What else can I do to help myself?
There are also other steps you can take to help manage your stress levels. Some simple things you can do are:
1. Go for a walk, the bilateral movement of your arms and legs can help you to process emotions and feel better.
2. The following technique has a similar effect to walking. Sit down, place your hands on your thighs, then alternating from one hand to the other gently tap your thighs as if your hands are walking on the spot on your thighs. Doing this for 5 minutes morning and evening or whenever you feel the need to can be beneficial.
3. Do any exercise you enjoy.
4. Write a journal or a diary of how you feel to off load the pressure.
5. Sit in the quiet, focus on feeling your feet on the floor, your bottom on the chair then notice five things you can see, hear and touch. Then anything you can smell. If ever you feel out of your depth this is a great exercise to practice anywhere even if it’s busy to help ground yourself and bring your mind back to the present moment.

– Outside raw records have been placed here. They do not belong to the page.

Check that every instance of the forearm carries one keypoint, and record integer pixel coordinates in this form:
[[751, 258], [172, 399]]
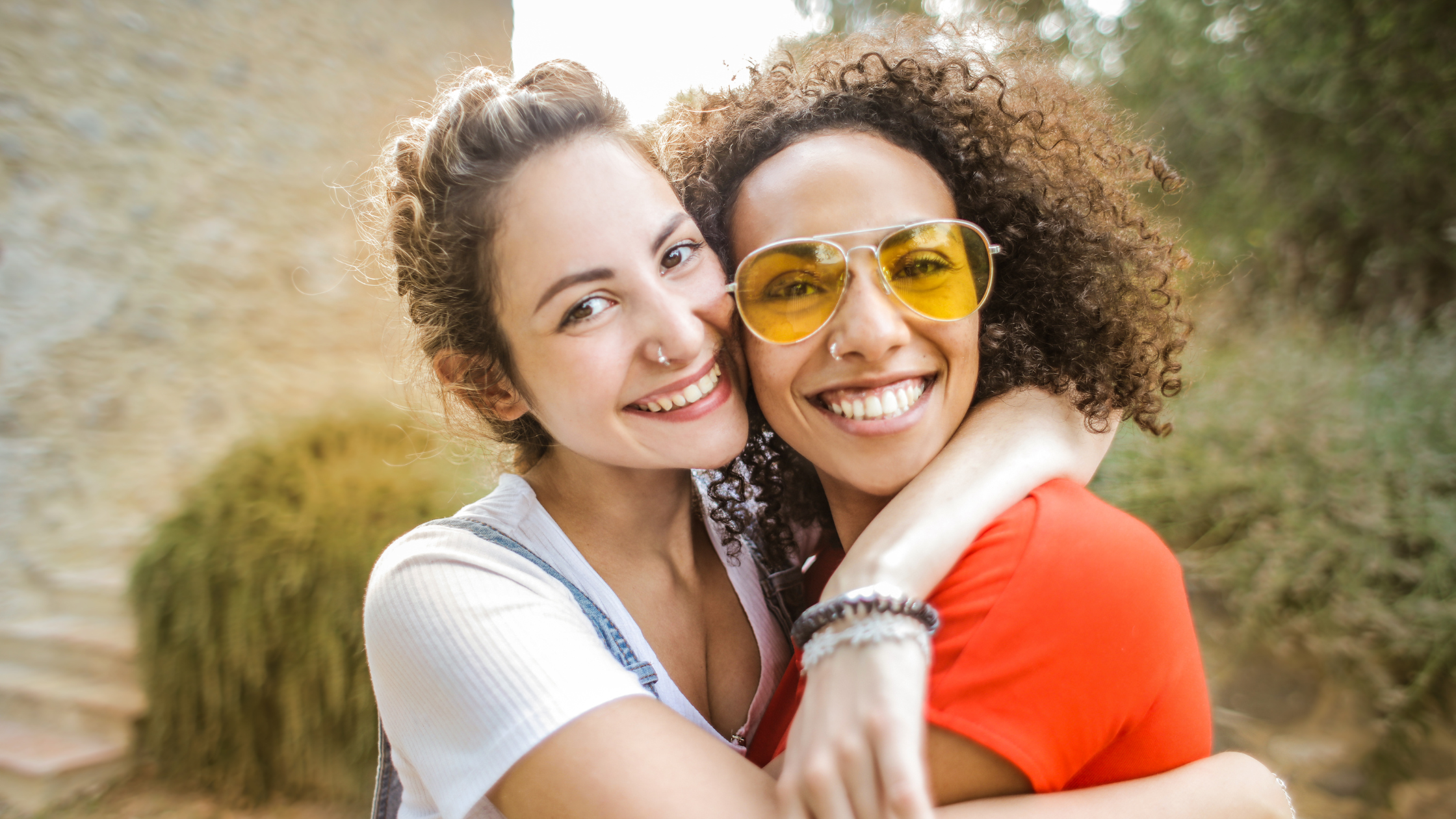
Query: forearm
[[1229, 786], [1004, 449]]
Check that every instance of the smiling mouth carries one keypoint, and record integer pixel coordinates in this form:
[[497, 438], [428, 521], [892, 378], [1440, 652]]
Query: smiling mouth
[[686, 396], [877, 404]]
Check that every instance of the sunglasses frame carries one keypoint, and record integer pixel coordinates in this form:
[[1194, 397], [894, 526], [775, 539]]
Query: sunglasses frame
[[884, 281]]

6. If you are someone who struggles to sleep lie in bed, close your eyes and focus on your breath. Don’t change it, just watch it. Then as you breathe in follow the air as it enters your nose and goes down to your lungs, then follow it as it flows back out through your mouth. Now on the in breath start counting, one the inhale then two on the exhale and so on right up to ten. Once you get to ten begin back again at one. If you lose count just start again. If your mind wonders off which “everyone’s” does just gently bring it back to following your breath.
7. Talk with friends or family or just go out for a coffee to break the revision cycle.

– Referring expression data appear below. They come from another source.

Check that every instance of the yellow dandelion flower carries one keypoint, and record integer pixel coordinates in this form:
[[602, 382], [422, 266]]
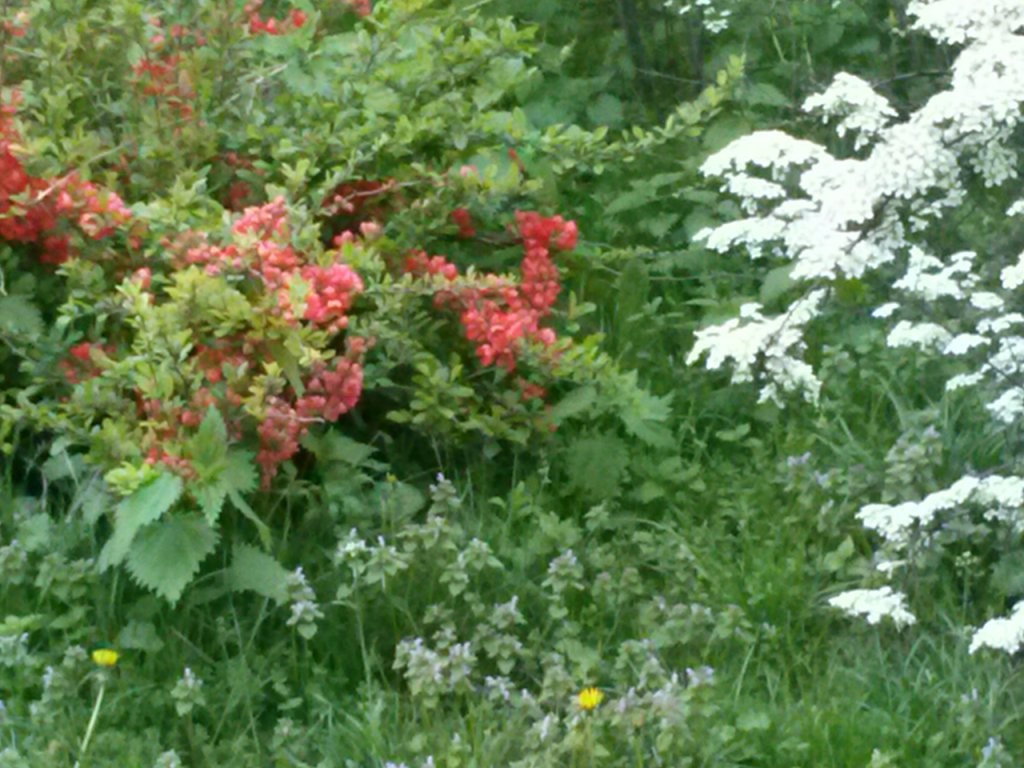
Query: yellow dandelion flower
[[589, 698], [105, 656]]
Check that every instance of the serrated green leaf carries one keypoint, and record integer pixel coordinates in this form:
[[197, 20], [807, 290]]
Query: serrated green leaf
[[208, 446], [140, 636], [245, 509], [167, 554], [595, 465], [577, 401], [141, 508], [257, 571], [240, 472]]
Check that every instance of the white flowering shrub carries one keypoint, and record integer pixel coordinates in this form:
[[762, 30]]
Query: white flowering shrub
[[907, 207]]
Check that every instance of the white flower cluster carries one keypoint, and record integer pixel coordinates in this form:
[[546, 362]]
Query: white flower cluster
[[771, 343], [999, 497], [858, 107], [715, 17], [873, 605], [1001, 634], [847, 216]]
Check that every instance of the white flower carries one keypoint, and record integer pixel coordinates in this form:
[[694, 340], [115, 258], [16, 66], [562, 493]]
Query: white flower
[[1012, 276], [753, 338], [860, 109], [1003, 634], [921, 335], [875, 604]]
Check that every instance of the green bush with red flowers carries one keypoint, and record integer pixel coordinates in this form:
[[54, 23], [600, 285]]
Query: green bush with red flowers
[[230, 228]]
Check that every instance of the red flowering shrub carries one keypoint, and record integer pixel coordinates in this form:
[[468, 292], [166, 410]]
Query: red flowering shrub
[[497, 313], [270, 280]]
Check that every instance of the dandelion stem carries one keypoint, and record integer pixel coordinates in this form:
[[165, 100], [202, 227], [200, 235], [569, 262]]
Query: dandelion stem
[[92, 722]]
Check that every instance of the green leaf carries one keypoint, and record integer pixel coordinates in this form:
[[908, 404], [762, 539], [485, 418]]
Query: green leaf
[[167, 554], [19, 315], [243, 507], [777, 282], [595, 465], [144, 506], [764, 94], [257, 571]]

“Good Luck to everyone sitting their exams. Remember that you can only do your best and by putting your health at the top of your priority list you will perform much better”.
You may have noticed that there are not really many dairy products included and minimal gluten, the reason is that they can affect some people’s mental well being. It is up to you to decide if these foods affect your mental well-being as some people who suffer from ADHD, depression and anxiety find they do. If you do choose to reduce your dairy intake make sure that you make your calcium levels from other sources such as almonds, leafy green vegetables, kale, spinach, watercress, tofu and fortified soy and milks.
If you make changes to your diet and begin to feel unwell seek medical advice.